I was spectacularly wrong about Hurts’ progress. I should know better by now. I covered the whole Carson Wentz thing. I covered most of Donovan McNabb’s career, all the various Nick Foles eruptions, and the all-too-brief resurgence of Michael Vick. A stretch of great games, even a year of great games, even several years of what seems like progress toward greatness — in the end, we don’t know nothin’.
I have no idea what the hell is going on with Hurts, but it started in the opener against the Patriots. Hesitant to run, slow to pull the trigger after dropping back to pass, curiously short on just bringing juice to the offense. Why? (And no, it isn’t some minor knee injury that has to be healed by now.)

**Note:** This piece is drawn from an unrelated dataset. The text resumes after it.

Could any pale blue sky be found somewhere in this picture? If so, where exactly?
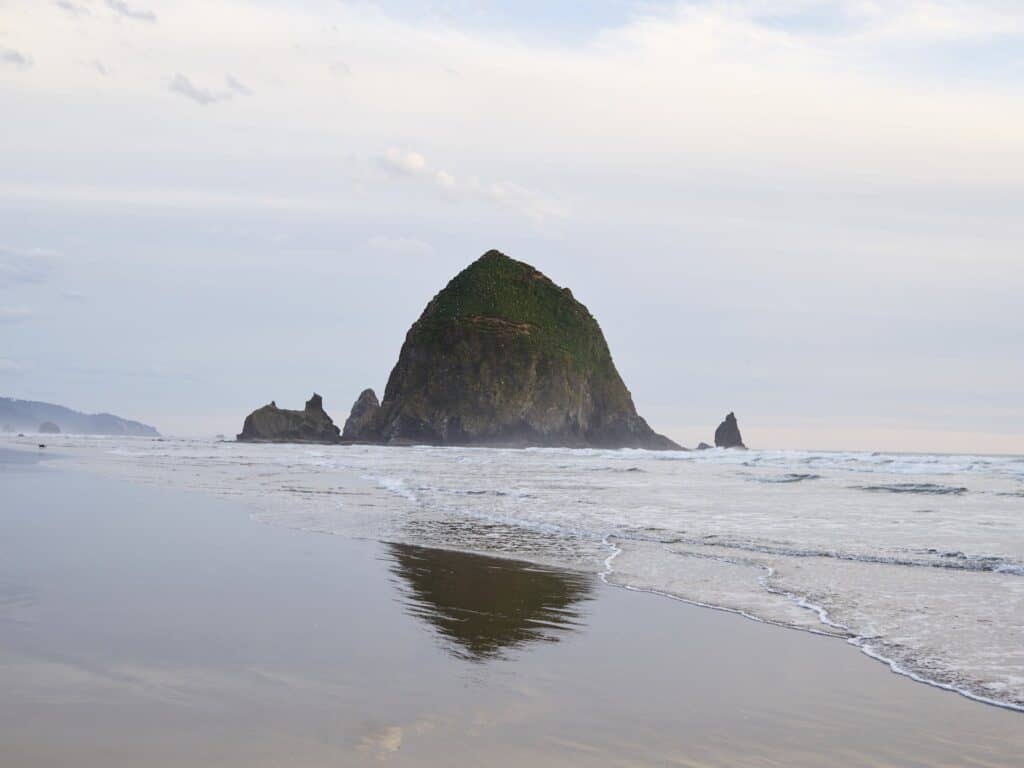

If I had to guess, I would say that he isn’t getting the answers he needs during the week leading up to each game, that he feels he’s being asked to try things that won’t work, he keeps seeing things from opposing defenses that he wasn’t expecting. But that is a guess.
Last season, Hurts’ stoicism was hailed as a part of his superior makeup. This year, notably Monday night, it looked and sounded less like stoicism than desolation. He doesn’t give the vibe of being a guy who can will his team to win, the way he sometimes did last year.
The offense hasn’t had rhythm or flow all season. Offensive line injuries haven’t helped. The defense’s constant spectacular failures have brought unwelcome pressure on Hurts and the offense. Neither Sirianni nor offensive coordinator Brian Johnson seems able to explain any of this or, more crucially, to fix it.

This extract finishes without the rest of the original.